Aliciamento e condições de trabalho
As famílias encontradas em situação análoga à de escravidão em Pirassununga foram aliciadas nos municípios mineiros de Taiobeiras e Salinas com promessas de bons salários. "O empregador iludia as vítimas, dizendo que receberiam no final da safra valores de até R$ 15 mil", afirma Nei. Seriam descontados do pagamento – que nunca chegou a vir – as despesas com a viagem de ida e os adiantamentos usados para comprar alimentos no mercado indicado pelo empregador. Sem salário, os trabalhadores ficavam sem condições de voltar às suas cidades.
 

Os empregados da colheita e suas famílias dormiam em um abrigo feito de material compensado, produzido com caixas recicladas de leite longa vida. Os quartos eram abertos. A fossa séptica ficava a seis metros da moradia, quando o espaçamento determinado pelas normas deve ser de, no mínimo, 30 metros. Havia vazamentos e a tampa da estrutura estava ruindo.

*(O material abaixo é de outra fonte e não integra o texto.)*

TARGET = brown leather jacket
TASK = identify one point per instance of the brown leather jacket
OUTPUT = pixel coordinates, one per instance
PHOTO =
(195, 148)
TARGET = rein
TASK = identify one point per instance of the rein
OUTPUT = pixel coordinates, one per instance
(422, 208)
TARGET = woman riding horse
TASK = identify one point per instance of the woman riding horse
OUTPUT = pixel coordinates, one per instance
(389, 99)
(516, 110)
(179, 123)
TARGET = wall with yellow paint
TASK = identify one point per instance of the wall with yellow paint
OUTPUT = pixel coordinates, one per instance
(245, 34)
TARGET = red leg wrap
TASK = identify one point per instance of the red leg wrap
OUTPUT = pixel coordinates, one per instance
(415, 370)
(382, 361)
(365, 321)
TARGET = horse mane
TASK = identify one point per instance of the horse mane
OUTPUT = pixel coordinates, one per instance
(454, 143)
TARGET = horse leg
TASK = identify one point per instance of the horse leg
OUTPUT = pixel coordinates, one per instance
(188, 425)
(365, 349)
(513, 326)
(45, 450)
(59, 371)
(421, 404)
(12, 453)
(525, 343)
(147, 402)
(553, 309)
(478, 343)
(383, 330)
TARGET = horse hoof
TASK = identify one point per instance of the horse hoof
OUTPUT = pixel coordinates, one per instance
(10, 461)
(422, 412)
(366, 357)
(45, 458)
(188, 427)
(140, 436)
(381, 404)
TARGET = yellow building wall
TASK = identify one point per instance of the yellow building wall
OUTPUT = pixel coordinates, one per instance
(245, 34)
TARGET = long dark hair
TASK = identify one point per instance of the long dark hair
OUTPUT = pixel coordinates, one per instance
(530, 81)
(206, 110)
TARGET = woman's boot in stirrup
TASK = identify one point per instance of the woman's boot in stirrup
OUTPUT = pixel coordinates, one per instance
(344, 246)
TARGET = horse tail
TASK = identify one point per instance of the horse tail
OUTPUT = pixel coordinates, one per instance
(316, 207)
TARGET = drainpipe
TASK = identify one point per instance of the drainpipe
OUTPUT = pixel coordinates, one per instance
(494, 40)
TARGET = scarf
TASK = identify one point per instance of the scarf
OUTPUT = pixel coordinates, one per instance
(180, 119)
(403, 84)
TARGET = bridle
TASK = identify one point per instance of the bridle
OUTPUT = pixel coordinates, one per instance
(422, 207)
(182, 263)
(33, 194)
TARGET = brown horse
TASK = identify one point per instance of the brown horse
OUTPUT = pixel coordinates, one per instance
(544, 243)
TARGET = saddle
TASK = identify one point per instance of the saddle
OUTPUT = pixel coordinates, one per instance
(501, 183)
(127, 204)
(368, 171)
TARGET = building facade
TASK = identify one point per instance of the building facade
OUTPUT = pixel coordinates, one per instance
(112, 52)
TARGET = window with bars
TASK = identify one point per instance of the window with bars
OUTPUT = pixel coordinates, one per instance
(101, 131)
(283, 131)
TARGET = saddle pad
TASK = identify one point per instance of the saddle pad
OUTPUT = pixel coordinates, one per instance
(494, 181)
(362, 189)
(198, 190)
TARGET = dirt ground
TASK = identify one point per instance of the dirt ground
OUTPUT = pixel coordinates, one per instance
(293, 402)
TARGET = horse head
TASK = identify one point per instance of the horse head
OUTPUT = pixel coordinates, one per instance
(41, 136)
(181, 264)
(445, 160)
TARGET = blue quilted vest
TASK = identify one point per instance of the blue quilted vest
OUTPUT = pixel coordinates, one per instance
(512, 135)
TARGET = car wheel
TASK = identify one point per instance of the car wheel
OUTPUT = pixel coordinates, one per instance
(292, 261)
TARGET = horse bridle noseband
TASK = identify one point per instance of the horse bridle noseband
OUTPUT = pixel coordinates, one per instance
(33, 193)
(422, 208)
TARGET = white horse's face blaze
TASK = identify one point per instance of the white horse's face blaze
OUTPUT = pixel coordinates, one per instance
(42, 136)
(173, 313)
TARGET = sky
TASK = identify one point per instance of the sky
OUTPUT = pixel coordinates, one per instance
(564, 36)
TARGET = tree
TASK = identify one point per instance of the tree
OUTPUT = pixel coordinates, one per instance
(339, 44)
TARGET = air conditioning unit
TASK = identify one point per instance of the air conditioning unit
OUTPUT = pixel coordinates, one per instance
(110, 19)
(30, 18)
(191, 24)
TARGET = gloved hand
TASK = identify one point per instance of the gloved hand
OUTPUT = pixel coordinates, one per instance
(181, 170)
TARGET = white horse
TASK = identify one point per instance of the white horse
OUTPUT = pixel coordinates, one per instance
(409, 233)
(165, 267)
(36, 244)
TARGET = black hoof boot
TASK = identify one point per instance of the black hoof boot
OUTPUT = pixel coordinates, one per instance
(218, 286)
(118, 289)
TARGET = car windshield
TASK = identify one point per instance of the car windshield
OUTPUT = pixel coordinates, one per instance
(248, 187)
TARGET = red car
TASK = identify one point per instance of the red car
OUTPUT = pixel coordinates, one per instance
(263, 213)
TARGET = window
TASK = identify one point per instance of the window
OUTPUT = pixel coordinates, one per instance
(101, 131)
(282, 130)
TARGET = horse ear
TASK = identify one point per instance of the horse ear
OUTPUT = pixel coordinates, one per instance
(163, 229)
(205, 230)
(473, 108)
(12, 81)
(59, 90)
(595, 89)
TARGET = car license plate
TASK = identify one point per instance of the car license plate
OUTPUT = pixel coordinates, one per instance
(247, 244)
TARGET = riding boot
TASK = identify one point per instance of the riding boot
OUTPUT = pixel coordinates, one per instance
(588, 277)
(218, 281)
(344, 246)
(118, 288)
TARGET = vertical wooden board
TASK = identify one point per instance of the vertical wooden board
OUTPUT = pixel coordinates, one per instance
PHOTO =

Fossa séptica ficava a poucos metros do alojamento e apresentava vazamentos 

Não havia na propriedade, ainda, local adequado para a lavagem dos equipamentos de proteção individual (EPIs) utilizados na aplicação do agrotóxico, o que aumenta os riscos de contaminação do meio ambiente e dos trabalhadores. As máscaras de proteção, que não podem ficar próximas ao uniforme com veneno, eram lavadas junto com o restante do equipamento.

Após a fiscalização, o Ministério Público do Trabalho celebrou um TAC com Hélio, André e Shigueo Hayata, que se responsabilizaram pelo pagamento de aproximadamente R$ 15 mil líquidos para cada trabalhador, sendo R$ 5 mil de indenização por danos morais e R$ 10 mil referentes às verbas rescisórias. Os empregados receberam também as guias para sacar o seguro-desemprego. Eles voltaram para Minas Gerais na última terça-feira (11), com as despesas pagas pelos empregadores.
 
Os trabalhadores que prestaram serviços em Analândia e não receberam o pagamento de verbas rescisórias, conforme apurado pelo MPT, também devem receber o pagamento de verbas rescisórias e indenização de no mínimo R$ 15 mil.